Figure 3. Three-stage model of visual filters and their interactions (schematic). Each stimulus location is analyzed by linear filters sensitive to different orientations and spatial frequencies. Filter responses are subjected to excitatory and inhibitory interactions in the form of amplification and divisive normalization. The decision stage assumes that non-linear responses exhibit a variance similar to that of cortical neurons and chooses between stimulus alternatives on the basis of maximal likelihood. See here for details. Our results suggest that attention strengthens non-linear interactions between filters, but does not affect other parts of the model.

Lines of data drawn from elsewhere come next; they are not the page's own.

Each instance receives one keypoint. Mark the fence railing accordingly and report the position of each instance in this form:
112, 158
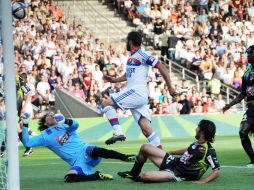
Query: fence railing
227, 92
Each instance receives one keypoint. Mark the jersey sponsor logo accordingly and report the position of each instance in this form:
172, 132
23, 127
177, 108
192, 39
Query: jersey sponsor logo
129, 72
244, 117
133, 62
210, 160
150, 60
185, 157
62, 139
169, 159
48, 131
201, 149
250, 91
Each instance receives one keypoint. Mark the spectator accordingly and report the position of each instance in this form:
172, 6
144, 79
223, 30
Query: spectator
78, 92
214, 84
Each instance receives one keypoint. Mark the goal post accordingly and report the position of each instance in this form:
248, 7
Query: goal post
6, 32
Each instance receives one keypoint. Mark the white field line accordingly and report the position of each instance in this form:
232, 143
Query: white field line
127, 163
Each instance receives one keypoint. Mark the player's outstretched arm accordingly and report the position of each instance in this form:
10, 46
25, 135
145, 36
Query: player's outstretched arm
211, 177
177, 152
164, 72
115, 80
238, 99
30, 142
73, 125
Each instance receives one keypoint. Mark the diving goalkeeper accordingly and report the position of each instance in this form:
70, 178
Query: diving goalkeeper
63, 140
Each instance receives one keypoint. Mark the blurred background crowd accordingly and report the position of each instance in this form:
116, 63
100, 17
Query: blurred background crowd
208, 37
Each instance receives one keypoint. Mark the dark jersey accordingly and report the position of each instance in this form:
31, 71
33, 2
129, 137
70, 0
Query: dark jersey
22, 89
248, 83
194, 162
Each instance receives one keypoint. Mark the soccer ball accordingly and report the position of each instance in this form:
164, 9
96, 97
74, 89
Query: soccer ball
19, 10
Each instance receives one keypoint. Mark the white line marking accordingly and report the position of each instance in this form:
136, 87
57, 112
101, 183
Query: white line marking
127, 163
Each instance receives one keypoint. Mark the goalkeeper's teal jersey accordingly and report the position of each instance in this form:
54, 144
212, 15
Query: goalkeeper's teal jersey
62, 139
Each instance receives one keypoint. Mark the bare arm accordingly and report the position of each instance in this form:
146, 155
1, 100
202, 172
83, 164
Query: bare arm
211, 177
115, 80
238, 99
26, 100
178, 152
165, 75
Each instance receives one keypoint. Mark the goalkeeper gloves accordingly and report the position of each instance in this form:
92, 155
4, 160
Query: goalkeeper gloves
25, 118
59, 118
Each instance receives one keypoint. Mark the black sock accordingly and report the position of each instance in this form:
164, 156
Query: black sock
20, 138
105, 153
136, 169
70, 178
3, 146
246, 143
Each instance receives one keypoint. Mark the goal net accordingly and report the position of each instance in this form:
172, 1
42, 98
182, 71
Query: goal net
3, 156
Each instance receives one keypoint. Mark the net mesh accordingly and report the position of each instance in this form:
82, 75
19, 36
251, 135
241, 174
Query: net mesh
3, 157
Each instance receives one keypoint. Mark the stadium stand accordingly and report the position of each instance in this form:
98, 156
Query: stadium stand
57, 52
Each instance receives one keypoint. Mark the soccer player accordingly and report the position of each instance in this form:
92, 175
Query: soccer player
63, 140
23, 93
247, 90
193, 163
135, 97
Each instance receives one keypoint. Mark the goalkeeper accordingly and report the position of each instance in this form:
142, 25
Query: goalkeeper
60, 136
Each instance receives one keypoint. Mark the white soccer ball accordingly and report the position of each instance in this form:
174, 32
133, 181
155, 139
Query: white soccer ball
19, 10
59, 118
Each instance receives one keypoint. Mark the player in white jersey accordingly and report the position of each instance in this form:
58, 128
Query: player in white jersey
135, 97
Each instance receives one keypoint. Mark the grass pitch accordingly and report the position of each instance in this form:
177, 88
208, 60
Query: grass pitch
44, 171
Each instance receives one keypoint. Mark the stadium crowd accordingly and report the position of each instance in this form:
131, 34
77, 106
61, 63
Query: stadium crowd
58, 53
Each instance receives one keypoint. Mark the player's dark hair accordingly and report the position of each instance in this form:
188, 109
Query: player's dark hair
208, 128
41, 123
135, 37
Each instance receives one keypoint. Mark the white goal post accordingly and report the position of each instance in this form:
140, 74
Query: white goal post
6, 32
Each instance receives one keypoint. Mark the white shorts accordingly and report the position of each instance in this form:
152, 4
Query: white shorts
135, 99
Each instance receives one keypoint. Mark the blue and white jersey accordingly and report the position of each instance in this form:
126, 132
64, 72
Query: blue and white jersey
62, 139
137, 68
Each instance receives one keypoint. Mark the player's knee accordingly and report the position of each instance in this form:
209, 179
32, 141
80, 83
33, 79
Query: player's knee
244, 131
70, 178
145, 148
146, 176
243, 134
106, 103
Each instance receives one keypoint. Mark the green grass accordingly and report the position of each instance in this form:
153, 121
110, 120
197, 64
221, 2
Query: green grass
44, 171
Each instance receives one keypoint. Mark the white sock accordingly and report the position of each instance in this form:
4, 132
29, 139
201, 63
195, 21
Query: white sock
154, 140
113, 119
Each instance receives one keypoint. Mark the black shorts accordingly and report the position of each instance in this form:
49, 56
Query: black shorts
168, 164
248, 117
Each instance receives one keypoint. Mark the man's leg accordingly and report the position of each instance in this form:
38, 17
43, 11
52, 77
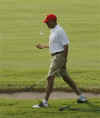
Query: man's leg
72, 84
50, 83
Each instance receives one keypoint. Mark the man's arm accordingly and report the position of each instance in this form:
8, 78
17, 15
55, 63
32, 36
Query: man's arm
42, 46
66, 51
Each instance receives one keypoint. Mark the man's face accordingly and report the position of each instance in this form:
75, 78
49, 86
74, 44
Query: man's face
51, 24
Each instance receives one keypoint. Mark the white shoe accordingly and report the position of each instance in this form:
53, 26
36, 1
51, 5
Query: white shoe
40, 105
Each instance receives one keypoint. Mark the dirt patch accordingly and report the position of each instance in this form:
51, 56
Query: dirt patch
40, 95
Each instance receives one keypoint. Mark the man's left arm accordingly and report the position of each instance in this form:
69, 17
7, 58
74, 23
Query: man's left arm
66, 51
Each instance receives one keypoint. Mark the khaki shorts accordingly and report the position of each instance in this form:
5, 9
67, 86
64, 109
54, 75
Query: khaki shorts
58, 65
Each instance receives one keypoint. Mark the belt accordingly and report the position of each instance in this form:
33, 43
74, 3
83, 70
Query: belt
57, 53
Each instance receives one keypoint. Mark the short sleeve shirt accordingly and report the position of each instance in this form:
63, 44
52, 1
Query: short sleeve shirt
57, 39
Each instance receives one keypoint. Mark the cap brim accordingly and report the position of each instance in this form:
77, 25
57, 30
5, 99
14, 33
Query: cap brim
45, 21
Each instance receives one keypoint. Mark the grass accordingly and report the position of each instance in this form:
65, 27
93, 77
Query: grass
22, 65
22, 109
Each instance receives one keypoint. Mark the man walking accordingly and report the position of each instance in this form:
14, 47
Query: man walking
58, 46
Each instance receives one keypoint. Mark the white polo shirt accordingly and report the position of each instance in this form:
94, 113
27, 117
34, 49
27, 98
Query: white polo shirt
57, 39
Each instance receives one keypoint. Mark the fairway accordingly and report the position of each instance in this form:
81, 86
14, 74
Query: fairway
22, 65
22, 109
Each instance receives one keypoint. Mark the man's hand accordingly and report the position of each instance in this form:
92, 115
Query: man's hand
39, 46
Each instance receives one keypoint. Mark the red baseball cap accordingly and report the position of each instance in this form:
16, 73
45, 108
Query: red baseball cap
50, 17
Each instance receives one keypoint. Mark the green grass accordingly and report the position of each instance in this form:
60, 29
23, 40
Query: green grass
22, 65
23, 109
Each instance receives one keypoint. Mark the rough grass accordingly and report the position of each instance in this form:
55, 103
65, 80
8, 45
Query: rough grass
22, 65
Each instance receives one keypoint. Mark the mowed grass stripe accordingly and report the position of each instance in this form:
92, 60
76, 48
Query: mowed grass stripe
20, 24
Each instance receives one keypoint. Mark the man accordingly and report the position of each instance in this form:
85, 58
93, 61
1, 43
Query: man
58, 46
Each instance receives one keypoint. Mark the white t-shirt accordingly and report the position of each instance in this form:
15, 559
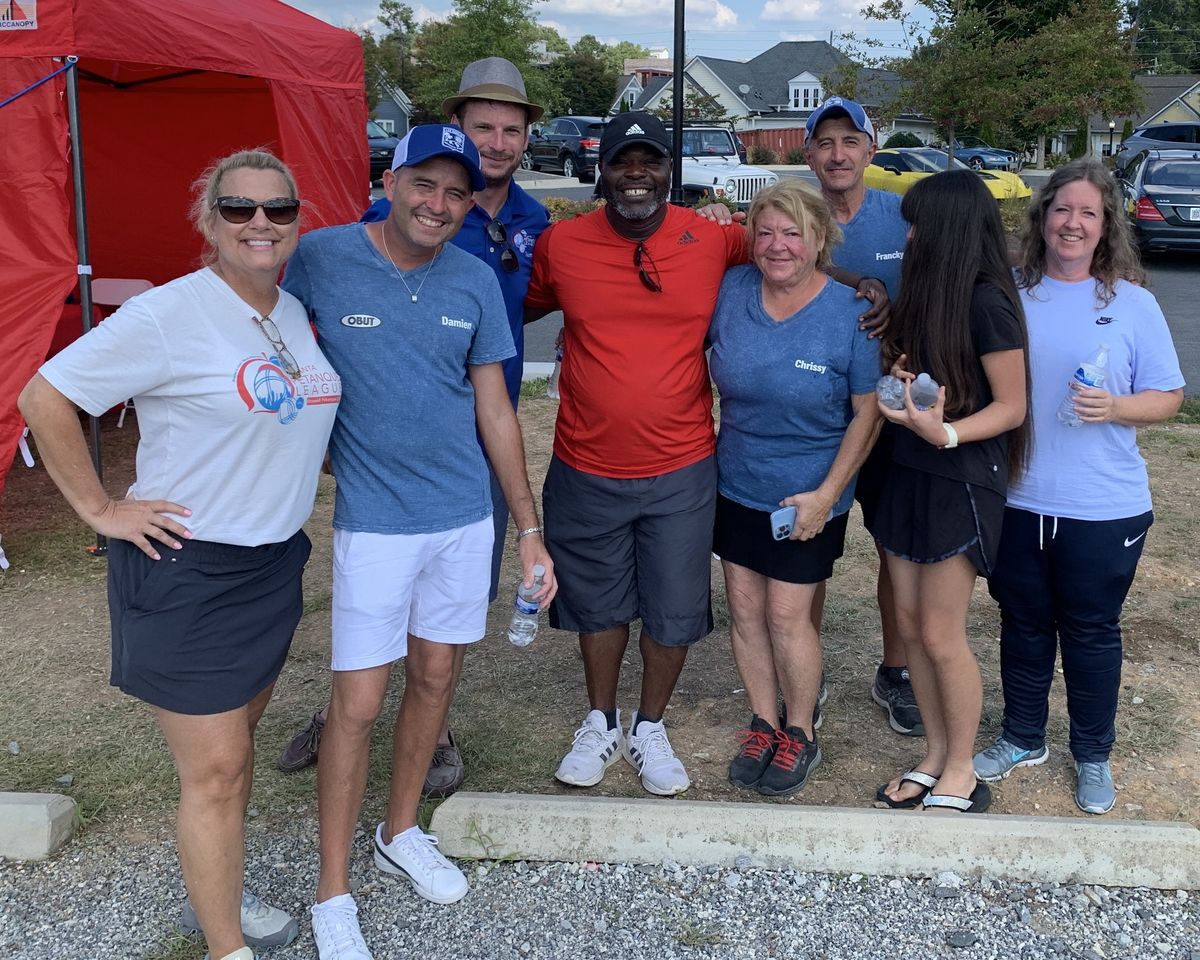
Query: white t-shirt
1095, 471
223, 430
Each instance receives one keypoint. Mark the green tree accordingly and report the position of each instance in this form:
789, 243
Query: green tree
583, 79
389, 54
473, 30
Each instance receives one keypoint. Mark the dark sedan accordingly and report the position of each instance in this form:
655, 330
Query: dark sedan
1162, 191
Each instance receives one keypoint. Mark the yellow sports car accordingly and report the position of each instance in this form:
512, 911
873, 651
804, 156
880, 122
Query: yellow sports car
899, 168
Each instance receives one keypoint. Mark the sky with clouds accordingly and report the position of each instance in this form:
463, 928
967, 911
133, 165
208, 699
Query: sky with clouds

Model predictions of the data

Can the observed effects of attention be understood simply as a change in the properties of individual visual filters? To answer this question, we use our computational model and start by separately predicting the fully- and poorly-attended datasets. Comparing the resulting parameters across both conditions suggested that changing only the strength of neuronal interactions (second stage of our model) acounts fairly well for the observed pattern of attentional modulation.

Figure 4. Predicted thresholds when attention changes some model parameters but not others. Experimental data is identical to Fig. 2. The solid curves represent a simultaneous fit to both single- and double-task data, in which only the exponents gamma and delta take different values depending on attention (12 free parameters). Observed and predicted thresholds agree reasonably well, and parameters values are physiologically plausible (two leftmost columns in F). The dashed curves represent the optimal joint fit when all parameters except the exponents gamma, delta take different values depending on attention (18 free parameters). Neither the dipper (A) nor the maximal extent of contrast masking (D,E) are predicted, and parameter values are unrealistic (two rightmost columns in F).

Attentional effect at the single-unit level

Our model predicts two effects of attention on single neurons, which result from the strengthening of neuronal interactions with attention: An increase of neuronal gain with attention, and a sharpening of neuronal tuning with attention.

Figure 5. Effect of attention on early visual processing. Predictions based on 12-dimensional joint fit in Fig. 4F. Attention increases the contrast gain (3.3-fold, A), causes the contrast response to assume sigmoidal shape at low contrast (B), sharpens orientation tuning (by 40%, C) and spatial-frequency tuning (by 30%, D). To the extent that the visual filters of our model reflect individual neurons in visual cortex, this predicts that attention both increases the gain and sharpens the tuning of such neurons.

Discussion and conclusion

Taken together, our results may be summarized by considering that attention activates a winner-take-all competition among early visual neurons tuned to arious stimulus dimensions at one visual location.

Our study has provided a very general (five psychophysical tasks and 32 thresholds are predicted simultaneously for two attended conditions by a single model) computational hypothesis for the modulatory effect of attention on early sensory processing.

Figure 6. Attentional change in the response distribution. Predictions based on 12-dimensional joint fit in Fig. 4F. Responses R(theta,omega) of filters tuned to orientations between -20deg to +20deg to a grating stimulus of orientation 0deg and contrast between 0 to 0.05 (threshold regime). Responses to fully and poorly attended stimuli are represented by the red and blue surfaces, respectively (shown interleaved for clarity). By strengthening a winner-take-all competition amongst visual filters, attention restricts responses to the filters tuned best to the stimulus at hand.

Ongoing work

We are starting a combined fMRI, psychophysics and modeling experimental program to better tease apart the effect of top-down attentional modulation on early visual processing.

As part of this program, we have recently compared our winner-take-all hypothesis to a number of other candidate hypotheses, as presented in our NIPS paper, and shown on this poster.